Wordt Nephi dan echt koning? Het is een rare zin: “Maar ik, Nephi, wilde niet dat zij een koning hadden; niettemin deed ik voor hen wat in mijn vermogen was”. Wat betekent die tegemoetkoming “binnen mijn vermogen”? Noel Reynolds bekijkt het in het juridisch kader van het oude Israël. Enkel een profeet kon een koning zalven. Nephi was wel een profeet maar kon niet zichzelf zalven.[32] “Binnen zijn vermogen” kon hij echter wel de functies van een koning uitoefenen, bijvoorbeeld als regelgever en als legerleider. Jakob laat dit verstaan in een toespraak: hij verwijst naar “mijn broer Nephi, op wie jullie vertrouwen als koning of beschermer, en op wie jullie zich verlaten voor jullie veiligheid” (2 Nephi 6:2). Jakob zegt niet “koning en beschermer”, wat een gebruikelijke uitdrukking zou zijn om het koningschap een extra dimensie te geven net zoals “regelgever en leraar” of “priester en leraar”. Het voegwoord of lijkt er eerder op te wijzen dat “beschermer” een alternatieve titel is die Nephi verkoos. Ook de omschrijving “op wie jullie zich verlaten voor jullie veiligheid” verschuift het accent naar een dienende eerder dan een heersende functie.

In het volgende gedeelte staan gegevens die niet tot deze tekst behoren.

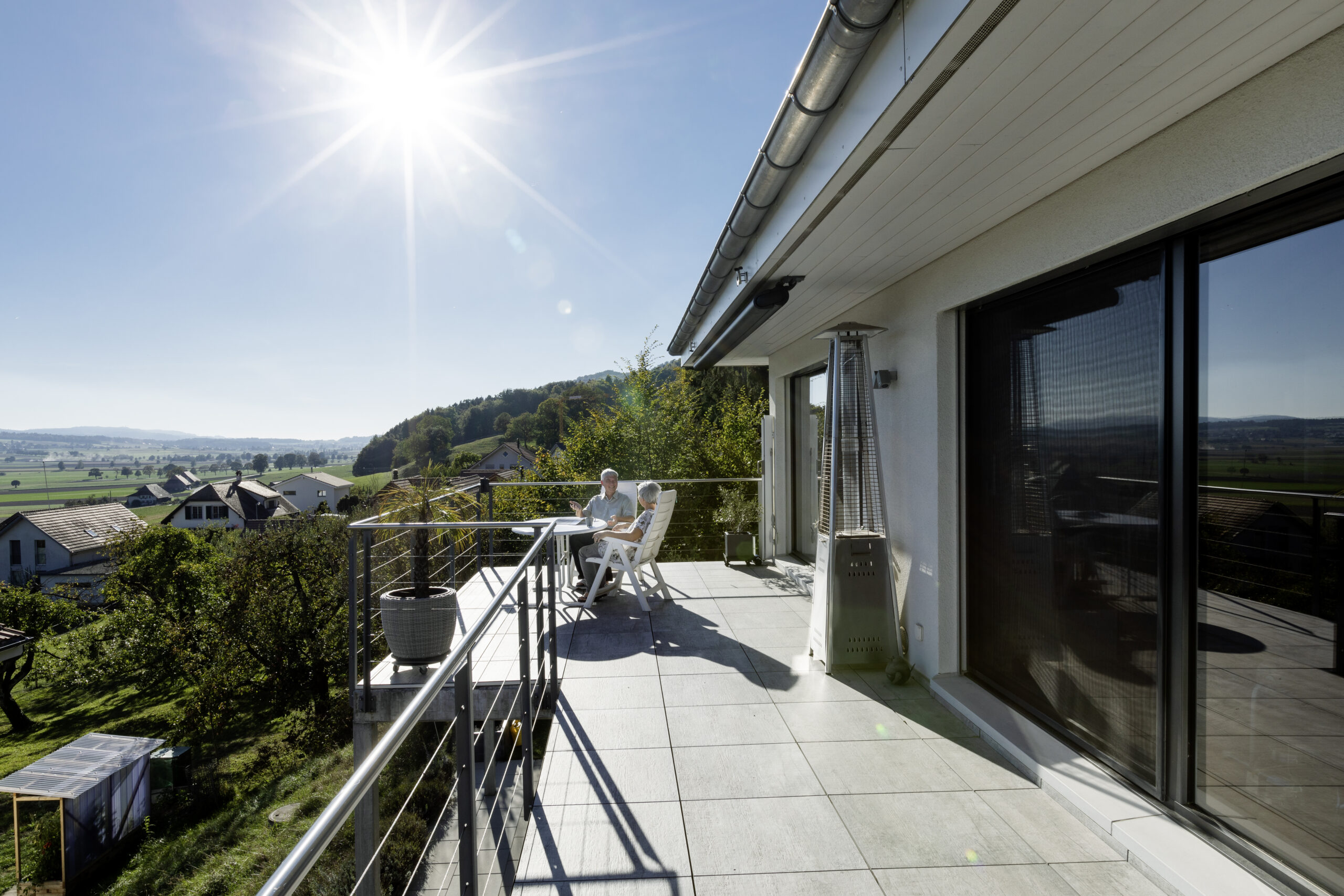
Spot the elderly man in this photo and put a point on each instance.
(609, 505)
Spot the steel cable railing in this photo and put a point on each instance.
(457, 667)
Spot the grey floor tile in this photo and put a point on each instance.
(729, 604)
(1107, 879)
(608, 777)
(609, 647)
(723, 726)
(817, 883)
(609, 730)
(978, 763)
(924, 830)
(743, 772)
(795, 660)
(793, 637)
(690, 661)
(844, 721)
(714, 690)
(620, 692)
(765, 620)
(697, 638)
(612, 840)
(761, 836)
(877, 680)
(637, 664)
(930, 719)
(975, 880)
(879, 767)
(620, 887)
(815, 687)
(1049, 829)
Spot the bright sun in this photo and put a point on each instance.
(402, 90)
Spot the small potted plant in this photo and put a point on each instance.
(418, 621)
(736, 513)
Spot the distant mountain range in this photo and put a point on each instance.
(120, 431)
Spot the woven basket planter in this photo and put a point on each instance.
(418, 630)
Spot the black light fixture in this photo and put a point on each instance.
(756, 312)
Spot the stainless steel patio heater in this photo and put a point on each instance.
(854, 612)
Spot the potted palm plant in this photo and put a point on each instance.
(420, 620)
(736, 513)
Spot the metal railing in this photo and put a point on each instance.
(533, 692)
(691, 535)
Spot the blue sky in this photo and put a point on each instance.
(166, 262)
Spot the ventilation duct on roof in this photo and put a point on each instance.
(842, 38)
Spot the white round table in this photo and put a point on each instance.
(565, 527)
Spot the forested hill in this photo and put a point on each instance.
(529, 416)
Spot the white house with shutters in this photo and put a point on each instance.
(307, 491)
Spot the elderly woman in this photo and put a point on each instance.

Nephi is echter niet principieel tegen het koningschap aangezien hij zelf later, kort voor zijn dood, een man zalft als “koning en heerser” (Jakob 1:9). Dat kon hij wél vanuit zijn profetische functie.

 

4.4.2 – Een verbitterde veer die openspringt

Veelzeggend is dat dit korte gegeven over het koningschap, door Nephi genoteerd in 2 Nephi 5:18, onmiddellijk iets hevigs bij hem losweekt in de volgende zinnen, namelijk heel de achtergrond van het leiderschap:

En zie, de woorden van de Heer die Hij aangaande mijn broers had gesproken, dat ik hun regelgever en hun leraar zou zijn, waren aan hen vervuld. Welnu, ik was, volgens de geboden van de Heer, hun regelgever en hun leraar geweest, tot de tijd dat zij mij naar het leven hadden gestaan. Welnu, het woord van de Heer werd vervuld dat Hij tot mij had gesproken, toen Hij zei: Omdat zij niet naar uw woorden willen luisteren, zullen zij van de tegenwoordigheid van de Heer worden afgesneden. En zie, zij werden van zijn tegenwoordigheid afgesneden. (verzen 19–20)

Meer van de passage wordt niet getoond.